HPV vaccines have the potential for preventing cervical cancer. A new vaccine offers protection from the virus that causes most cervical cancers by blocking the infection. The drug was approved by the Food and Drug Administration (FDA) in June 2006.
Routine vaccination is recommended for females ages 11 to 26. The vaccine is most effective when given to girls between the ages of 11 to 12. Three doses of the vaccine are given by injection during a six-month period.

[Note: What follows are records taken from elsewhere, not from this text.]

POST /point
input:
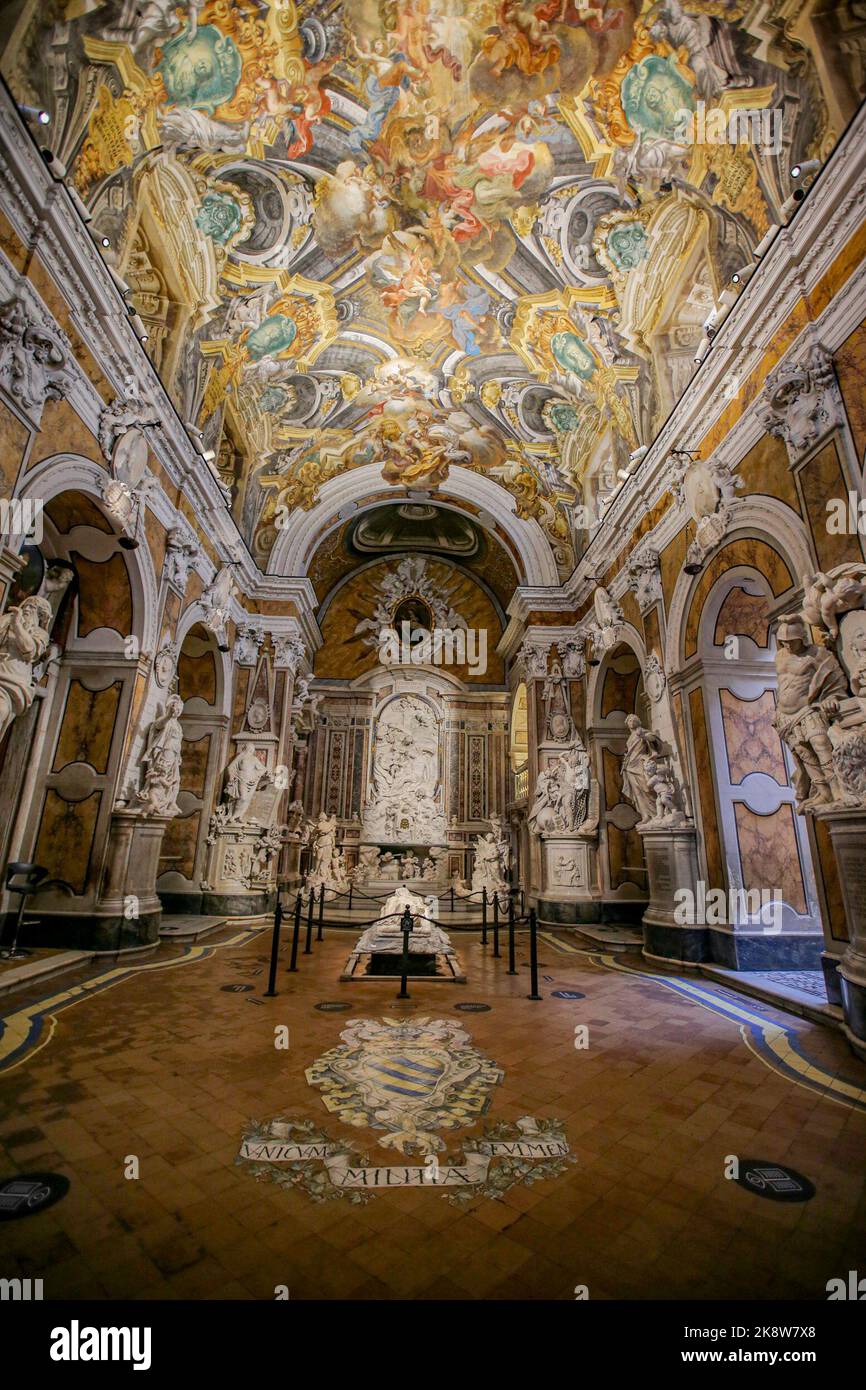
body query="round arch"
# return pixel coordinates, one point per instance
(72, 473)
(357, 491)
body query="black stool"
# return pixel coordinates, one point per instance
(22, 879)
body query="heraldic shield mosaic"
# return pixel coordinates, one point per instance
(407, 1079)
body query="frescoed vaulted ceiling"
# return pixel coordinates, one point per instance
(427, 234)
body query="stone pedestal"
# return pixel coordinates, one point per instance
(569, 875)
(128, 911)
(848, 834)
(672, 863)
(235, 884)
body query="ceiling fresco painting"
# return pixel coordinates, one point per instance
(424, 235)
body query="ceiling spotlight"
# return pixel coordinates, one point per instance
(56, 167)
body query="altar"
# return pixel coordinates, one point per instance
(380, 950)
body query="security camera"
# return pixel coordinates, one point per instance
(56, 167)
(790, 205)
(763, 245)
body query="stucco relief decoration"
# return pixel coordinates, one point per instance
(181, 555)
(802, 402)
(645, 577)
(34, 363)
(822, 690)
(708, 492)
(649, 780)
(124, 442)
(608, 619)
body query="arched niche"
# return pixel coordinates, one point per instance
(752, 837)
(200, 683)
(616, 690)
(66, 756)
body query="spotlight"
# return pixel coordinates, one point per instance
(35, 111)
(56, 167)
(790, 205)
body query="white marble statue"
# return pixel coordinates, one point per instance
(324, 845)
(24, 638)
(405, 798)
(243, 776)
(649, 781)
(562, 792)
(811, 684)
(559, 726)
(161, 762)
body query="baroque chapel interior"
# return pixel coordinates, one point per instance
(434, 616)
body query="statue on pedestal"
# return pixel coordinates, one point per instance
(811, 684)
(24, 638)
(562, 792)
(161, 762)
(243, 776)
(649, 781)
(558, 713)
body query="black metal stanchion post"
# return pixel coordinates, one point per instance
(307, 947)
(512, 962)
(533, 958)
(295, 933)
(270, 993)
(406, 930)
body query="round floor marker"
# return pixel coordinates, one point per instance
(31, 1193)
(773, 1180)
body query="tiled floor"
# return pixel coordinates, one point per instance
(171, 1066)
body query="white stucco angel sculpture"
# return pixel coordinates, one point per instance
(24, 638)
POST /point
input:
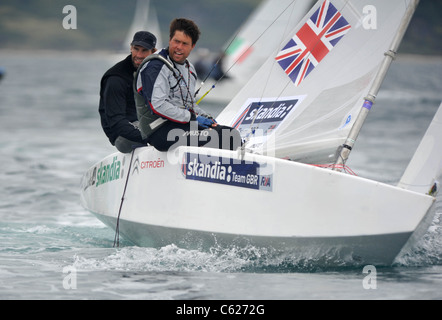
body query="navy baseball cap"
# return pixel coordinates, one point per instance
(145, 39)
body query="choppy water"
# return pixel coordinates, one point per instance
(50, 134)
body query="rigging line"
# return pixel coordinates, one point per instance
(117, 227)
(228, 70)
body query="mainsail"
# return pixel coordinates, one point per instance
(303, 102)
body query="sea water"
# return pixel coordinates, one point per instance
(52, 248)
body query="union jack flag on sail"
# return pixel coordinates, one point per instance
(316, 38)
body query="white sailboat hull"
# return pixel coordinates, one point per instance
(176, 198)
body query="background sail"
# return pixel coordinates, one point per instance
(250, 47)
(145, 19)
(322, 106)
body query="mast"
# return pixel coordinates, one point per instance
(390, 55)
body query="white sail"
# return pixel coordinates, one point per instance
(250, 47)
(145, 19)
(306, 111)
(426, 166)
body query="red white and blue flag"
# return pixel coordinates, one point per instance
(316, 38)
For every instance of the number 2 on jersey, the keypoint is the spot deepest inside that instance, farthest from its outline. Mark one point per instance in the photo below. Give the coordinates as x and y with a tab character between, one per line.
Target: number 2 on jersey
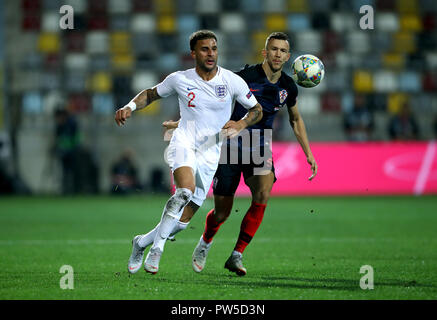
191	95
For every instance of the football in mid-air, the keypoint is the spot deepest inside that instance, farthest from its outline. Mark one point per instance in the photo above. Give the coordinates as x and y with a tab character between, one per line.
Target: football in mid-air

A Pap test, often called a Pap smear, is a screening procedure used to detect abnormal cells in and around the cervix. In this test, the doctor uses a stick or brush to take a few cells from the cervix. An abnormal result could mean inflammation of the cervix, trichomonas or yeast infection, or other causes. In postmenopausal women, the Pap test could detect abnormal glandular cells that could indicate endometrial cancer.
Women should have a Pap test beginning three years after starting vaginal intercourse and no later than age 21.
At age 30, women with three or more consecutive exams with normal results may have a Pap smear performed less frequently. This is dependent on risk factors and should be discussed with the doctor.
Women who have been treated for cervical dysplasia (a precancerous lesion) or cancer may need to have a Pap smear more frequently if recommended by the doctor.
If you have had a hysterectomy, ask your doctor about screening. If you are healthy, had the hysterectomy for a reason other than precancer or cancer, and have normal Pap tests, then you may be screened less frequently. But even if your cervix was removed during your hysterectomy, regular pelvic exams are still recommended to check for precancerous cells in the vaginal and vulva area, especially for those who have been exposed to HPV.